NCAA penalties are supposed to be just that. Penalties. Consequences for an institution’s lack of reverence for the sacred rules as written and enforced by college sports’ Big Brother.
But in the brave new world of “amateur” sports (pun totally intended), the aforementioned punishments seem to be having little to no effect for a couple of up-and-coming basketball programs.
According to ESPN’s Dave Telep, Baylor, who was busted in April for impermissible phone calls and text messages, has followed up its top-five recruiting class a year ago by adding 26th ranked Ishmail Wainright. The 6'6" small forward will join fellow commit Johnathan Motley as coach Scott Drew makes a push to add Isaac Hamilton, Stevie Clark and Dominic Woodson (who are all ranked in the ESPN100).

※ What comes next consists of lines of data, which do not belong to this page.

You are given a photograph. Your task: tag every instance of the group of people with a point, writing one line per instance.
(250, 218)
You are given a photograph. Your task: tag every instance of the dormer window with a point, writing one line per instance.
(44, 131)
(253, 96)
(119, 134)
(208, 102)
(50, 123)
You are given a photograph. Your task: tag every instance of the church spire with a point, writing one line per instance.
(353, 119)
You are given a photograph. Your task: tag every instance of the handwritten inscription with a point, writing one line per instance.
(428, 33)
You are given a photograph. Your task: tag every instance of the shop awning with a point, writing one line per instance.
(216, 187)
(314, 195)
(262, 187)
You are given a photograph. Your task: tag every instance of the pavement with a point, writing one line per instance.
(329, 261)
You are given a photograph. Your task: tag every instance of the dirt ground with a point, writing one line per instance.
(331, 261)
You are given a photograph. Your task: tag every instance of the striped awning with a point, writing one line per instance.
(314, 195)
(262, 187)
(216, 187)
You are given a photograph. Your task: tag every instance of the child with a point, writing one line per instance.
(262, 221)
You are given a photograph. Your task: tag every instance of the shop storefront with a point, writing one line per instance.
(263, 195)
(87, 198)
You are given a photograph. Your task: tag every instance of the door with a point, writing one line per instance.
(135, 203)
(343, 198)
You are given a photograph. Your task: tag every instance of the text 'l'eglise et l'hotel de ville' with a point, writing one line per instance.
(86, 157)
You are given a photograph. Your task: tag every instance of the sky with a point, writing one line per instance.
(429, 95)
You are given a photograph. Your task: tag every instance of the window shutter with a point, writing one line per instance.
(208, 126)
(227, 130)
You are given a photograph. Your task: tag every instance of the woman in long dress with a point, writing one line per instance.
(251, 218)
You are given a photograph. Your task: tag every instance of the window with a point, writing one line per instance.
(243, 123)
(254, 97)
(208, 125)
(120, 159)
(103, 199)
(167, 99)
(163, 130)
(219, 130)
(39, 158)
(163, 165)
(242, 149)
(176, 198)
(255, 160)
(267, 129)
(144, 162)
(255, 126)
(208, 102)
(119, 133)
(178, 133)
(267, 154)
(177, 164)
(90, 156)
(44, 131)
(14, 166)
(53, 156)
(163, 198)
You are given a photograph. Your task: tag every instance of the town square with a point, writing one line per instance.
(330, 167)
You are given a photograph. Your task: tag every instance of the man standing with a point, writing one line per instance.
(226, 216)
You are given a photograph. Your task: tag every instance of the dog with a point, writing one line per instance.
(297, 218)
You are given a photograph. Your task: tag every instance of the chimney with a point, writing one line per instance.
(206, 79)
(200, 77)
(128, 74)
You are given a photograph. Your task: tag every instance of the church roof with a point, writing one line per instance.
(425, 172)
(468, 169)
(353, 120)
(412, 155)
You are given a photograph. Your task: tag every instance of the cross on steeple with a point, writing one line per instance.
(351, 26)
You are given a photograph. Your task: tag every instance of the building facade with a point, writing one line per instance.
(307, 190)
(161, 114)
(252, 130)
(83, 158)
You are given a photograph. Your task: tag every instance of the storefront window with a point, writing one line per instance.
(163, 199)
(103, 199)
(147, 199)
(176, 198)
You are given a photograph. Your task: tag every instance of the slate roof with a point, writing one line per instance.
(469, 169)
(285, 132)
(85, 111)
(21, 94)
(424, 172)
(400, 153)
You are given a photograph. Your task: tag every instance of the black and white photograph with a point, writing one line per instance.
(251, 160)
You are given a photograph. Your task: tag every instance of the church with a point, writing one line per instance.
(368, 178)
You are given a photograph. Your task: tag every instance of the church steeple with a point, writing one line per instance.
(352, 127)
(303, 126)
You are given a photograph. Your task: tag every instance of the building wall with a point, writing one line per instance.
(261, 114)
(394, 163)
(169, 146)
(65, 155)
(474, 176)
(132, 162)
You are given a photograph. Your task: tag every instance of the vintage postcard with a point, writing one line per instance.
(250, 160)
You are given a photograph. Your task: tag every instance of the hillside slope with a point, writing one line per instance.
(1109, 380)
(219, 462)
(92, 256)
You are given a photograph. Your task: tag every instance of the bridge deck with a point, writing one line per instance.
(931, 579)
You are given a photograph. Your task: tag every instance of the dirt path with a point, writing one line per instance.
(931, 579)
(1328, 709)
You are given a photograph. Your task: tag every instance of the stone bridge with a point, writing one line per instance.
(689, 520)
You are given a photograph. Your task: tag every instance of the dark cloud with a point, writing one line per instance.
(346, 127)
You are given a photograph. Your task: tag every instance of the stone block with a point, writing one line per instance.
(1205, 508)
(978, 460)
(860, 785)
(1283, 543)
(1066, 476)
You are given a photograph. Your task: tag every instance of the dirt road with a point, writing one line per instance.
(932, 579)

Along with Baylor, second-year coach Cuonzo Martin made Tennessee fans forget all about Bruce Pearl and a certain bar-b-que with his second major recruiting splash in as many years. Thirty-sixth ranked Robert Hubbs, the ninth best shooting guard in the nation, spurned his hometown Memphis Tigers for a chance to play with Martin and the Vols.
Both schools appeased the NCAA by enforcing self-imposed penalties that would have likely been similar to what they would have faced otherwise, but their success flies in the face of the NCAA’s enforcement goals. Rather than endure their penance in sanctions purgatory, Tennessee and Baylor seem to be thriving.
Such a stark contradiction in logic begs the question, “How much do sanctions really matter?”